A month later Sergeeva travelled to London to participate in the 2012 Summer Paralympics. Although a F37/38 javelin event was part of the schedule Sergeeva did not take part. Instead she entered three sprint events, the 100m T37, the 200m T37 and the 4 × 100 m women's relay T35–38. In both her individual sprints she failed to qualify for the finals, going out in the heats. There were no qualifiers for the relay with six countries participating in the final.
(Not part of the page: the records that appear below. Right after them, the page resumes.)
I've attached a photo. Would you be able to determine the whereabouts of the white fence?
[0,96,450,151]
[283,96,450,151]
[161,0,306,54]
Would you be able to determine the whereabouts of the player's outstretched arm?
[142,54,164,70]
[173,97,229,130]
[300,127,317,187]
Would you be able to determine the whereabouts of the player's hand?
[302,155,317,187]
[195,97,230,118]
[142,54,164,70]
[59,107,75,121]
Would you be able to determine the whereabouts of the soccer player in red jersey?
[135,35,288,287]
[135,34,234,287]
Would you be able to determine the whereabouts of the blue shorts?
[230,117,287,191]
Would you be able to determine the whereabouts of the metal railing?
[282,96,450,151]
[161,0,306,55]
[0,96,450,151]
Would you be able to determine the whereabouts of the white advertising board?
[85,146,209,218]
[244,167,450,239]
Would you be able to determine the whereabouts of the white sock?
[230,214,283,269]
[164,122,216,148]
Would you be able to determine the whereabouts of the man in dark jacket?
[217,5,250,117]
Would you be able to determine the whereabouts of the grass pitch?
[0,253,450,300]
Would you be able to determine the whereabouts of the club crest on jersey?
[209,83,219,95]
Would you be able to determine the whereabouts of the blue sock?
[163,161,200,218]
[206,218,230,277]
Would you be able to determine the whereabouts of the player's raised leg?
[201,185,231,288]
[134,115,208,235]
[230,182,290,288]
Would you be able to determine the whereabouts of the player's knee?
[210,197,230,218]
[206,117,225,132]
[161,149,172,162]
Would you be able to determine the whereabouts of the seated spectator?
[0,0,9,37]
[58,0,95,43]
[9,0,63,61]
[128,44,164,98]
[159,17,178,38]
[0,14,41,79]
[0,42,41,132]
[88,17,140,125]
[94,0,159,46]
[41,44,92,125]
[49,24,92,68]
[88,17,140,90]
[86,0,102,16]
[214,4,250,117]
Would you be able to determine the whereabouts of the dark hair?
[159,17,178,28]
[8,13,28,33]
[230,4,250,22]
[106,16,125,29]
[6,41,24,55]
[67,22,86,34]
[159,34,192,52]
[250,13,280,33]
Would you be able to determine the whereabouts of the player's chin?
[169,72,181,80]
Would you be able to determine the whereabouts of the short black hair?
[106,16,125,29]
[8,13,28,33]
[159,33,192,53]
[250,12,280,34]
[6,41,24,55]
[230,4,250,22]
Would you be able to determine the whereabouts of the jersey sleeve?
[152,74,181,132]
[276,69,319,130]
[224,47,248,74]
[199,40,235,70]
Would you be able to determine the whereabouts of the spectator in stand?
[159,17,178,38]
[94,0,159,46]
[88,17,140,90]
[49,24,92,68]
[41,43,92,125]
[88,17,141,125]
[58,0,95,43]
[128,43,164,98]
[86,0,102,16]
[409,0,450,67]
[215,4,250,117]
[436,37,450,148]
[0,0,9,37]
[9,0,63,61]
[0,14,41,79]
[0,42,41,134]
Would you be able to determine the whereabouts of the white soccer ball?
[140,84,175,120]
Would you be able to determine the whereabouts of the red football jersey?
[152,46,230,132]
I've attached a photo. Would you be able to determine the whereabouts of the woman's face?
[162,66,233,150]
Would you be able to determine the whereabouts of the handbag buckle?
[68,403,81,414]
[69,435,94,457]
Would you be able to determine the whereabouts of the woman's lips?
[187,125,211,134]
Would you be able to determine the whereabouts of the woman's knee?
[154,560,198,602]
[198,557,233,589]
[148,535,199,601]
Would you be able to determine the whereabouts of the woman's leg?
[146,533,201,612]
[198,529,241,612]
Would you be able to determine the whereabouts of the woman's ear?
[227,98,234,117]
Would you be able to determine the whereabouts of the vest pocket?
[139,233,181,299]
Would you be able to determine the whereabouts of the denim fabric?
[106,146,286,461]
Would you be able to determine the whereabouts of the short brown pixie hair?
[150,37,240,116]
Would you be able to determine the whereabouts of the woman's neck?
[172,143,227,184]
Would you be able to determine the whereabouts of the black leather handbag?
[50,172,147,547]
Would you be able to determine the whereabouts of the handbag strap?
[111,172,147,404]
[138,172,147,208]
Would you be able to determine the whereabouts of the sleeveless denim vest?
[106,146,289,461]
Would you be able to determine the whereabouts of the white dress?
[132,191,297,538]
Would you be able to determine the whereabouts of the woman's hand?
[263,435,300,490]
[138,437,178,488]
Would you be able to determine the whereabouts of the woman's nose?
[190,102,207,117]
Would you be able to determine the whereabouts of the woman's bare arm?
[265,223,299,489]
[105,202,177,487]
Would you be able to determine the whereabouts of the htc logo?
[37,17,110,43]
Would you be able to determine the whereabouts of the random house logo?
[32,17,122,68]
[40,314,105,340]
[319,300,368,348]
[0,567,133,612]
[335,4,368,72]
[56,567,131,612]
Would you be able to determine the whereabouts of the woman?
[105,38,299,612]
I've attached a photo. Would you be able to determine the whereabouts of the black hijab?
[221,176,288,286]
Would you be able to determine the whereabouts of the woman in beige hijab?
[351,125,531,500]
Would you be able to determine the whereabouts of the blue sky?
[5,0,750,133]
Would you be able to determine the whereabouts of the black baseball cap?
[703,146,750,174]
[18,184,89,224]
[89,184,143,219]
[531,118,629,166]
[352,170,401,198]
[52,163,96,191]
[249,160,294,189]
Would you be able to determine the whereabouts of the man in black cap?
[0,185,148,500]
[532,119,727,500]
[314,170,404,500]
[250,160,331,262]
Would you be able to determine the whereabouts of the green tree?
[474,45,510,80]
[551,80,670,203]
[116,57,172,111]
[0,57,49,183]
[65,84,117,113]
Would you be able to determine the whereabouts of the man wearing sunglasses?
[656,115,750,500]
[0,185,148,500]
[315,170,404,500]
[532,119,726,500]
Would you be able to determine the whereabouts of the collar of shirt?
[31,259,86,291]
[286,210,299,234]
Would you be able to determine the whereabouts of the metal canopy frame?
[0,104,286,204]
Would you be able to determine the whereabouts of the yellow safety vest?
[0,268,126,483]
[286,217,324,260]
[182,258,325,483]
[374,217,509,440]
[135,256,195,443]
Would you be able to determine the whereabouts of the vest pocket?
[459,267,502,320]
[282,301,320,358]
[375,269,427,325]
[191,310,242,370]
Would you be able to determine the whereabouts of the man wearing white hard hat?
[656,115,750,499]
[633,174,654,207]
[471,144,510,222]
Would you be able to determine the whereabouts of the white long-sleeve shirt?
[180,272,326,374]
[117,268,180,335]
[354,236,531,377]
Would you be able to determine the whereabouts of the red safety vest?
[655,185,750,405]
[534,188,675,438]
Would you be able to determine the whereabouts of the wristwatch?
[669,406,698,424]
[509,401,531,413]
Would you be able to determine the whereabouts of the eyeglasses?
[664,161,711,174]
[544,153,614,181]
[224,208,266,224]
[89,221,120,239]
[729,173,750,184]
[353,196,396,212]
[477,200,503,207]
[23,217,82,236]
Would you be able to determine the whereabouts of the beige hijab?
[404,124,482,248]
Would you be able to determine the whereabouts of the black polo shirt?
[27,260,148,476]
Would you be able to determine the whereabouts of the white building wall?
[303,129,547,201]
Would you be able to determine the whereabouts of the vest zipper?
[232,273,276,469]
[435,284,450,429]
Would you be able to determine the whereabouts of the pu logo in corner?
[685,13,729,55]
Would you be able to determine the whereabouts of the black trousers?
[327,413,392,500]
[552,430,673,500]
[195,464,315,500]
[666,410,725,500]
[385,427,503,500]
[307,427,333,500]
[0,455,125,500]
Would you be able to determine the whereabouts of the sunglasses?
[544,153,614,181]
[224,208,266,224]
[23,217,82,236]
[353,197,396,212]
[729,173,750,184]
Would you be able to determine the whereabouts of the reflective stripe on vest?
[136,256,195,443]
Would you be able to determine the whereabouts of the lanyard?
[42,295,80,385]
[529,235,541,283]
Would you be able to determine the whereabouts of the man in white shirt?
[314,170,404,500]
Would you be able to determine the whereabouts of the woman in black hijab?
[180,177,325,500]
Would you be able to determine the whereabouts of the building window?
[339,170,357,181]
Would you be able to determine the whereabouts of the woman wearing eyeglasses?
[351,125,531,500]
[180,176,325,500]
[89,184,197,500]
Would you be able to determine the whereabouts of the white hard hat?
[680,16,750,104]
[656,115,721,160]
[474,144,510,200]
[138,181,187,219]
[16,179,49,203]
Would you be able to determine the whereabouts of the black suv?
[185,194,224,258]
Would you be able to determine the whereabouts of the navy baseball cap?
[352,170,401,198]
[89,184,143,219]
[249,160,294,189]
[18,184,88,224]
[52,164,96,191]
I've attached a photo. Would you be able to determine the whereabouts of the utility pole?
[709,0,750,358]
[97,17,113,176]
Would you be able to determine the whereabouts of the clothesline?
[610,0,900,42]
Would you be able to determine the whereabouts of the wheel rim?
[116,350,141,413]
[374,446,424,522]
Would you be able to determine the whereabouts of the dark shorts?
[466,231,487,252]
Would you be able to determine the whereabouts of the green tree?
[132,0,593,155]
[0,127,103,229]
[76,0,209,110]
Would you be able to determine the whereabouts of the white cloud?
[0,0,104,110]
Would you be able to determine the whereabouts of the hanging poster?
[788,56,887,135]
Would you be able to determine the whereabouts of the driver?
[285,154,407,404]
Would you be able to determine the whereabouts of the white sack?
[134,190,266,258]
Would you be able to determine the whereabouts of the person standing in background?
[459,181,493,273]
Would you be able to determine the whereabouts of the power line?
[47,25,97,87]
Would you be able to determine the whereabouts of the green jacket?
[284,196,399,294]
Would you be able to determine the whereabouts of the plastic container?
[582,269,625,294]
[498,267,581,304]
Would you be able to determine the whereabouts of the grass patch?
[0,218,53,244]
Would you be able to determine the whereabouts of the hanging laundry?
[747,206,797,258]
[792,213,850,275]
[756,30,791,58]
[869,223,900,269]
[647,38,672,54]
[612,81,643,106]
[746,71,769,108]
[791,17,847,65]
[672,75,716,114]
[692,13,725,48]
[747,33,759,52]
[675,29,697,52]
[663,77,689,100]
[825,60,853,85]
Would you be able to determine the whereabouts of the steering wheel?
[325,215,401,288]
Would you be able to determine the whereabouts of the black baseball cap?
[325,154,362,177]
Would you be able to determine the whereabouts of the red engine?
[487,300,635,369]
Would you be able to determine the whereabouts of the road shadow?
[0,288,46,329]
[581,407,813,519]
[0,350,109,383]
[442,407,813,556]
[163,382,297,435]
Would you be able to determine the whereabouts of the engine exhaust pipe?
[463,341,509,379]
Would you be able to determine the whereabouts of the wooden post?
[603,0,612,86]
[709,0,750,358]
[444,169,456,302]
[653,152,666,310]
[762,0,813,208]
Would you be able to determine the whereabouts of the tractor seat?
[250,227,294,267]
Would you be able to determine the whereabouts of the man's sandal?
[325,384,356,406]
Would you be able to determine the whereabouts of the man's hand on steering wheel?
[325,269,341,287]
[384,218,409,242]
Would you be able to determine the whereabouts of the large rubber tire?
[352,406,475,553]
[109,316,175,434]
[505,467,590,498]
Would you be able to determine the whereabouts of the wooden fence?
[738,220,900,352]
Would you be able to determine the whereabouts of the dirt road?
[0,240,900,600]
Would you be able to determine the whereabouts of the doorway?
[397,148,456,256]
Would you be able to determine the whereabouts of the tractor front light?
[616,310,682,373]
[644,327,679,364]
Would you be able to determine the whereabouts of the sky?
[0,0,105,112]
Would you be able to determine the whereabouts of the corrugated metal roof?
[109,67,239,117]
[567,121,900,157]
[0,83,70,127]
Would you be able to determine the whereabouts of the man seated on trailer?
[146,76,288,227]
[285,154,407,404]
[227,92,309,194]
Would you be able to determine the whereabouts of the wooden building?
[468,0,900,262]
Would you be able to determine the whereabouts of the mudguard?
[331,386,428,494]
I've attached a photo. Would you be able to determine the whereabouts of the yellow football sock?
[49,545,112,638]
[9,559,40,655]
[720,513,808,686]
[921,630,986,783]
On the 4 September Sergeeva again lined up with Ovsyannikova, Ivanova and Goncharova, and the team finished with a time of 54.86 to take the gold medal. For her medal success at London, Sergeeva was awarded the Order of Friendship by President Vladimir Putin in September 2012.

In a disappointing 2013 IPC Athletics World Championships, held in Lyon, Sergeeva entered just the one event, the 100m T37 where she failed to make the final. Both her favoured javelin and relay events were not included in the program, severely reducing her level of participation. The following year Sergeeva entered the 2014 IPC Athletics European Championships held in Swansea, this time a more sympathetic program of events allowed her to compete for three titles, the javelin T37, 100m T37 and the women's 4 × 100 m relay T35–38. Despite posting a season's best of 14.71s in the 100m final, it was still 3 tenths of a second outside the medal places, with Sergeeva finishing sixth. In the javelin she threw a distance of 24.01 to secure her first individual major international gold medal, beating teammate Irina Vertinskaya into silver medal position. In the relay Sergeeva and Goncharova were joined by Zhanna Fekolina and Anna Sapozhnikova to take gold and continue Russia's dominance in the event.